In terms of when a config file is decompressed, it was always my assumption that it would be done locally on the desktop - otherwise it would be copying the uncompressed data over the network, which I'd suspect could lead to some serious congestion during peak logon periods.
Hi alsmk2,
Again, I concur with Ivan (I usually do 🙂 – the imports are rather slow. Do you happen to have folder redirection configured?
How long does it take to "manually" unzip that Windows Explorer.zip profile archive that took more than 6 seconds?

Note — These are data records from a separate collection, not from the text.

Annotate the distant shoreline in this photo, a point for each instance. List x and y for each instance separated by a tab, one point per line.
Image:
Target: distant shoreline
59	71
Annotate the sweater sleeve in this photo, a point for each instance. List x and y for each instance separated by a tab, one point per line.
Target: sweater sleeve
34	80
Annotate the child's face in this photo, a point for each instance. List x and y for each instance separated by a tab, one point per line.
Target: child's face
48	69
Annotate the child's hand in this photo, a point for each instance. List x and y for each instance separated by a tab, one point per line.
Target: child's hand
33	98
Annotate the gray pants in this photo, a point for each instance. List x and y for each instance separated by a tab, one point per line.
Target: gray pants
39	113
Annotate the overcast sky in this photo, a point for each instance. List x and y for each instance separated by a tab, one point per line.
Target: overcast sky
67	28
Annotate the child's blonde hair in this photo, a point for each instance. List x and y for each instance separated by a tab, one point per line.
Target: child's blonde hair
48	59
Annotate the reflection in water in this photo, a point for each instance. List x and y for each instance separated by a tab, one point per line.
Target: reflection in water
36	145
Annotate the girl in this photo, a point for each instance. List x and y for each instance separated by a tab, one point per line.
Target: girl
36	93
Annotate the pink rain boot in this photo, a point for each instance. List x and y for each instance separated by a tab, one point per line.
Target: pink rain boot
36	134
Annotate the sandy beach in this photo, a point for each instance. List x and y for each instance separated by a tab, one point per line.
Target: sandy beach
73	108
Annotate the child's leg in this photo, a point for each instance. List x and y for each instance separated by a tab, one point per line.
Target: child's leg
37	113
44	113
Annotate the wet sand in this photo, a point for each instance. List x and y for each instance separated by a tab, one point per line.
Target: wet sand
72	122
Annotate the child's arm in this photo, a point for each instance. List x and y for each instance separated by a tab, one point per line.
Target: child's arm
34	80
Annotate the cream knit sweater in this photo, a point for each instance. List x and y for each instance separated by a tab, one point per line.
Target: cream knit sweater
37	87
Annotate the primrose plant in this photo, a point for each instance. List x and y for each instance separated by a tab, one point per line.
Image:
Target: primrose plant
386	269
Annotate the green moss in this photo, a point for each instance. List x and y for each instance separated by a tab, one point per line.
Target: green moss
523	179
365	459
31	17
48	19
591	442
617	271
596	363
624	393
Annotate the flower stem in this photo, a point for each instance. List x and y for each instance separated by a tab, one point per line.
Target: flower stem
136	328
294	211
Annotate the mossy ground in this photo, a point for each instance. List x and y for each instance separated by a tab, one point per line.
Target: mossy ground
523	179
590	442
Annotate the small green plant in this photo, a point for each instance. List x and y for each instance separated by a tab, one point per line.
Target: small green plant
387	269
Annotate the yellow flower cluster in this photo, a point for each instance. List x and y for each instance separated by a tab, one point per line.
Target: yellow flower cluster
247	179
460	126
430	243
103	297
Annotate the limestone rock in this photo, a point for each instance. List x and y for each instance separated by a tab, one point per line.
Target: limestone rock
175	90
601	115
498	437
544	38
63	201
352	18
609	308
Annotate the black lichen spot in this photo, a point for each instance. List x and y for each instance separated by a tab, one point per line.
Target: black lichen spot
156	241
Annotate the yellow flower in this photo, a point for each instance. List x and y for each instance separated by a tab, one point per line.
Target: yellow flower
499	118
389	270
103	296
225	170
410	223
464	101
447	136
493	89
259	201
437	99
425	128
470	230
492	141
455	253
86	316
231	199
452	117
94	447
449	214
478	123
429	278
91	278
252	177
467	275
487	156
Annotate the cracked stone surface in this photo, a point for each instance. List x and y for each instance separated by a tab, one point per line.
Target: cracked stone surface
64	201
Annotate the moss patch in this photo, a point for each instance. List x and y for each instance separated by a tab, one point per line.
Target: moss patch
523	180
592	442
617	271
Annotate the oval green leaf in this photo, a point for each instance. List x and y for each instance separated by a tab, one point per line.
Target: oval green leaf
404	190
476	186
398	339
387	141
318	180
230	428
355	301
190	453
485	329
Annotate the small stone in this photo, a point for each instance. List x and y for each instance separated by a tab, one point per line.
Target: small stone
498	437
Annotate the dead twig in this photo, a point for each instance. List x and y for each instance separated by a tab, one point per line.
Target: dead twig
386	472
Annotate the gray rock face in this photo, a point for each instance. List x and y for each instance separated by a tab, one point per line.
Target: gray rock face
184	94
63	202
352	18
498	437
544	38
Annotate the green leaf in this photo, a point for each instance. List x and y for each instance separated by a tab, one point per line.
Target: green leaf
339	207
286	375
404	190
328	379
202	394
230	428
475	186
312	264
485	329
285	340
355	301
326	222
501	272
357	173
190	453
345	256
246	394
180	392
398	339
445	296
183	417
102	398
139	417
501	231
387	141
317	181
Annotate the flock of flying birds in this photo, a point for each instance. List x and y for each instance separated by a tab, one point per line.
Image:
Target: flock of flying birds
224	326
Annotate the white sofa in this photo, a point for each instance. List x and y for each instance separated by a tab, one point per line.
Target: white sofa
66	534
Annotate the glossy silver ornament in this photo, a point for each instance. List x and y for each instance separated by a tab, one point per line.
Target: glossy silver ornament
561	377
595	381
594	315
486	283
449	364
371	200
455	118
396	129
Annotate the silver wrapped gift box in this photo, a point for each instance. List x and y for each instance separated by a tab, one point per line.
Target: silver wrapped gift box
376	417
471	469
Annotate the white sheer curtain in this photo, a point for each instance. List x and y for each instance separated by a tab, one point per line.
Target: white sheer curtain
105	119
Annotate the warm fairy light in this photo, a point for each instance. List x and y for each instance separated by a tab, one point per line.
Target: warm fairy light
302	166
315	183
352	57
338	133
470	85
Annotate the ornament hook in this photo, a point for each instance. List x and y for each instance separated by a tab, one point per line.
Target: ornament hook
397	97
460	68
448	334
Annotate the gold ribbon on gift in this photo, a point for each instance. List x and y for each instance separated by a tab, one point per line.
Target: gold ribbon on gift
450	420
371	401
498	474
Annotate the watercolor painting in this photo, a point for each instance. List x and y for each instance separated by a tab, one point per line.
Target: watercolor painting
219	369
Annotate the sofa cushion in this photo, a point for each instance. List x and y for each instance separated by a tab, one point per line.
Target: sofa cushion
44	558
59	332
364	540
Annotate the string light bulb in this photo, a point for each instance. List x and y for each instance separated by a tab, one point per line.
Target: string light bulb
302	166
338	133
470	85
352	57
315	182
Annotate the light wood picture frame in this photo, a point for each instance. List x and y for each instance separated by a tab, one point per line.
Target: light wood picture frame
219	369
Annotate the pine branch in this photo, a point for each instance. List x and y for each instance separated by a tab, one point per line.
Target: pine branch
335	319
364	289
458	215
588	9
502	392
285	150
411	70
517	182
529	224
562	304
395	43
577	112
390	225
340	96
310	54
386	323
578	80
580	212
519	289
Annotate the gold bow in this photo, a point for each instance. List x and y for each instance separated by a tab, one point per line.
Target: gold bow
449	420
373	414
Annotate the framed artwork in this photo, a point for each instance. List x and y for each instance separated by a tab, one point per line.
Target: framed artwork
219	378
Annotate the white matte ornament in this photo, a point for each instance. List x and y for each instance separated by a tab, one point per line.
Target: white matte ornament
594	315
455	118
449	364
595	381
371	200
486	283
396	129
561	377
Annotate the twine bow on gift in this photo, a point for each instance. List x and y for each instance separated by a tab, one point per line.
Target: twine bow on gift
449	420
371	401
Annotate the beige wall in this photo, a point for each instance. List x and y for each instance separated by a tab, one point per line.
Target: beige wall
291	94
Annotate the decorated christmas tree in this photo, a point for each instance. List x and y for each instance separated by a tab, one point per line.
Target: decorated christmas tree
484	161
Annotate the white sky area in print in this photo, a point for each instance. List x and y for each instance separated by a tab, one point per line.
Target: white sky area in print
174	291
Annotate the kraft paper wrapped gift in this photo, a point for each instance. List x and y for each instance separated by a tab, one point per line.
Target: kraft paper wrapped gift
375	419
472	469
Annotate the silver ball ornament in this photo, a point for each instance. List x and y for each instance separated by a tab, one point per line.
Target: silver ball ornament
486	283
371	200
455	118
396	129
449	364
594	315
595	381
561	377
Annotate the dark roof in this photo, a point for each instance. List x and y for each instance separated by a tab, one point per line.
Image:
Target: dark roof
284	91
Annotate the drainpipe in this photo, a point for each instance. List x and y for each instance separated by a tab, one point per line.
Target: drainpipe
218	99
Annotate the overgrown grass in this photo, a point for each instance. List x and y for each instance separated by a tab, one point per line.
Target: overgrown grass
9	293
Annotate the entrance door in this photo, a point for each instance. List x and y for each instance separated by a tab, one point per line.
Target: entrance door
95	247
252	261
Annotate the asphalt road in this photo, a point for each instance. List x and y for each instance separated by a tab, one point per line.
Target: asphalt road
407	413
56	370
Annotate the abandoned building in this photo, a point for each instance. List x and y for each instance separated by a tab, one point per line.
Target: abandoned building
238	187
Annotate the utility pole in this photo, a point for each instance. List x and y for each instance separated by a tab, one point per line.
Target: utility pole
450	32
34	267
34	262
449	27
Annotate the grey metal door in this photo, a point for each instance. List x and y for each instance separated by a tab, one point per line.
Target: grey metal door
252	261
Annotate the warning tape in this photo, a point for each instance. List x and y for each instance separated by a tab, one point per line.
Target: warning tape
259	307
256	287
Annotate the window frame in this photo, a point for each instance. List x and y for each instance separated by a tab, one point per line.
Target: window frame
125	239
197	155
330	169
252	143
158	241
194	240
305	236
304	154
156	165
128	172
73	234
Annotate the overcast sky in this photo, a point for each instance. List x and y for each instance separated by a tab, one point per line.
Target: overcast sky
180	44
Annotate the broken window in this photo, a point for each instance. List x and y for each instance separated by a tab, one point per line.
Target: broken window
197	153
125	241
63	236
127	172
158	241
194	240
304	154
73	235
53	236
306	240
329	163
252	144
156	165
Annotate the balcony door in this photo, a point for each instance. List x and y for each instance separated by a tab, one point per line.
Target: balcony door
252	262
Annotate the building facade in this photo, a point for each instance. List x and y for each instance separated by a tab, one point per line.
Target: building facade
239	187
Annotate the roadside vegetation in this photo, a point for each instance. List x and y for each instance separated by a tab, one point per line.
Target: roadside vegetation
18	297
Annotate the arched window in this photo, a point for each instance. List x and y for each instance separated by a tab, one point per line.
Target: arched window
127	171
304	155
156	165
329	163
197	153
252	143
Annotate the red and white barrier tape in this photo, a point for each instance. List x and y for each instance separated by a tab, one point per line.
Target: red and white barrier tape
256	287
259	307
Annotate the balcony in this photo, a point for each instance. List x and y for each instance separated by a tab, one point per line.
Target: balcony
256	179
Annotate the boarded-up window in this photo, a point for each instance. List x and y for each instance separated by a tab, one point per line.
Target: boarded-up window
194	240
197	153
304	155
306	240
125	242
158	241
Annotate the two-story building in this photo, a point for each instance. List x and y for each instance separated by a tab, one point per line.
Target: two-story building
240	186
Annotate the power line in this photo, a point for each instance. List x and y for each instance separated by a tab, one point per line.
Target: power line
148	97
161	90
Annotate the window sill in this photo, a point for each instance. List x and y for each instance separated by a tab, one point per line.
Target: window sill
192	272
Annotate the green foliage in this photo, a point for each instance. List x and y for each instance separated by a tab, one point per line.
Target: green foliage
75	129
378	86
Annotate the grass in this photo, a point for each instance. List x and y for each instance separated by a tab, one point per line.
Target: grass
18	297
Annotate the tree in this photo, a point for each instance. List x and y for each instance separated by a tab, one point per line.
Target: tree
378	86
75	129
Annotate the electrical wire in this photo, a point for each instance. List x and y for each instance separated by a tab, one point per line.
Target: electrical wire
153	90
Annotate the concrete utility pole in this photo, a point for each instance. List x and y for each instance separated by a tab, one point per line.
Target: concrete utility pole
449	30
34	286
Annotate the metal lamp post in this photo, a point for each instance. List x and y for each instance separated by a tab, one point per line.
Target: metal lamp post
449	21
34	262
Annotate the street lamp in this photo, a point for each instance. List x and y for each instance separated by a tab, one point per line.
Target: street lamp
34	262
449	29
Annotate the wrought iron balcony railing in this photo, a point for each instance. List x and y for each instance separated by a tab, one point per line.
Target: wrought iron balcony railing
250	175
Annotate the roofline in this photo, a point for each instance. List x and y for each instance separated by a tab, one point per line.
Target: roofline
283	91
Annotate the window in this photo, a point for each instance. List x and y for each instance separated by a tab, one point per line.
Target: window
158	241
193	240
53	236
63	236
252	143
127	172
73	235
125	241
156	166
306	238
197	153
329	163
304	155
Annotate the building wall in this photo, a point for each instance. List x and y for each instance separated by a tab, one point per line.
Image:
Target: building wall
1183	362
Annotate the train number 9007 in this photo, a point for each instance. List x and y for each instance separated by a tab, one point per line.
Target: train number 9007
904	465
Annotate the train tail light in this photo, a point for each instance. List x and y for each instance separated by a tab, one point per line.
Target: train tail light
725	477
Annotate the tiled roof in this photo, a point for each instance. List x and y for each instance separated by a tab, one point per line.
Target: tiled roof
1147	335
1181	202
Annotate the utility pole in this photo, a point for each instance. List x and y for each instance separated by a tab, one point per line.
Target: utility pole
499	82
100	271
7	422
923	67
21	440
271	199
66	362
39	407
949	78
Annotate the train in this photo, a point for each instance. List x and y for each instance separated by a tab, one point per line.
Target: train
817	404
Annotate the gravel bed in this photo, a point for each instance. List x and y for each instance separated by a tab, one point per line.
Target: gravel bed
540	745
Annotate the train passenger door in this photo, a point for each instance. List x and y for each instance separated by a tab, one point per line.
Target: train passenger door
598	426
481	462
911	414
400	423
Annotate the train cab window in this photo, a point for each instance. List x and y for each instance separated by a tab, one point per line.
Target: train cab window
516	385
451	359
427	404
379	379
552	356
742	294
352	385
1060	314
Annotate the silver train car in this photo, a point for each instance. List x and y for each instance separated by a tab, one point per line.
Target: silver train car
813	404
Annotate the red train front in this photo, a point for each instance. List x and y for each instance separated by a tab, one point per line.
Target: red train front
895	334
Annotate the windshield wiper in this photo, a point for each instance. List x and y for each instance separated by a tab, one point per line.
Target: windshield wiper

Unrelated, but seeing that you're using UEM version 9.0: that will reach its end of general support on 3/17... Upgrading to a later version won't magically solve your perf issues, but just wanted to point this out.
Hi ,
What I am not really sure about is how/when decompression is done. Either directly from profile archive location (share) to temp user folder, or is the archive zip first copied over to the local system (user's profile), than decompressed to the temp user folder?
No, and no, respectively 🙂
Maybe UEMdev can elaborate on that?
Certainly! To minimize network traffic and local disk actions, the process is as follows:
This is 99% certain down to anti-virus as already suggested.
I decided to fire up a fresh pool with no anti-virus installed and run a side by side comparison. With no AV it only takes UEM 5.5 seconds to process the entire config, and the desktop is fully usable after 40 seconds. With AV it takes 19seconds for UEM, and the desktop was usable after 70- 77 seconds... pretty massive difference.
As mentioned, I've been assured that the exclusions are in place, but the proof is in the pudding in my eyes. Have gone back with my findings, so it's now back with the site to check.
Thanks for all the help - grand input as usual.
Thanks for the feedback! Glad you narrowed it down to AV.
Has your team ever narrowed down the AV Exclusion issues? I have insane logon times, upwards of 5 minutes +, and it's a night and day difference without AV. Exclusions are in place, but we use Carbon Black Defense, which is a beast to get working right in any environment, so I suspect one of the flex executables' actions are just is not liked well in Carbon Black.